Первый «хрясь» достался ему, а второй уже мне. Я снова отлетаю к стене, а мой противник стоит, согнувшись, словно готовясь прыгнуть. Краем глаза замечаю рядом с собой вазу, подхватываю её и обрушиваю на еще не пришедшего в себя после удара фраковладельца. Он пытается отмахнуться, но я кулаком добавляю ему по затылку. Неудавшийся убийца невнятно мычит и падает на колени. Злой взгляд тускнеет, гаснет…
— Ну и как ощущения?
— Славно… — выдохнул я, машинально поводя плечами. — Ой как славно…
— Разумеется. Каждому хочется реализовать свои сокровенные желания. Каждому хочется почувствовать себя Бондом, волшебником, Казановой… Шерлоком Холмсом, наконец…
— Джеком Потрошителем, — усмехнулся я чисто из вредности.
— Если вы серьёзно, то тогда вам к психиатру, — немедленно откликнулся Продавец. — Когда захотите побыть Гитлером или Пол-Потом, то туда же… У нас все проще.

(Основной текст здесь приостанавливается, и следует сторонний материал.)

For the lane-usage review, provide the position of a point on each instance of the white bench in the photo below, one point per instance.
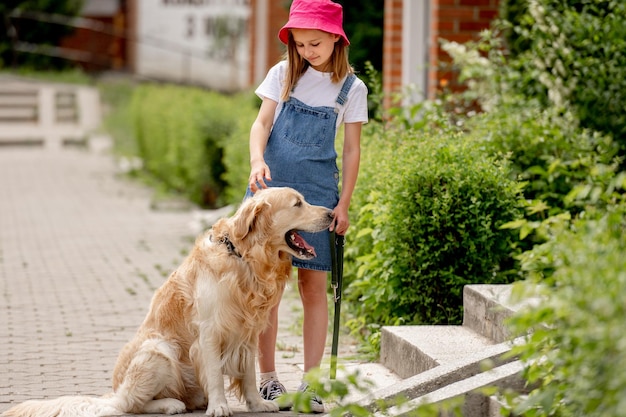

Без клинических случаев — есть герои всех мастей преодолевающие трудности и достигающие успеха, творцы — от музыкантов до художников, спортсмены…
— На счет Казановы это очень интересно… Очень.
Опять Михалыча занесло в эту сторону. Сбивать его с курса надо.
— А вот что-нибудь такое, что в обычной жизни никак не испытаешь? Такое есть?
Во взгляде хозяина проскользнуло веселое удивление.
— А как же? Конечно, есть! Например, ощущение Всемогущества.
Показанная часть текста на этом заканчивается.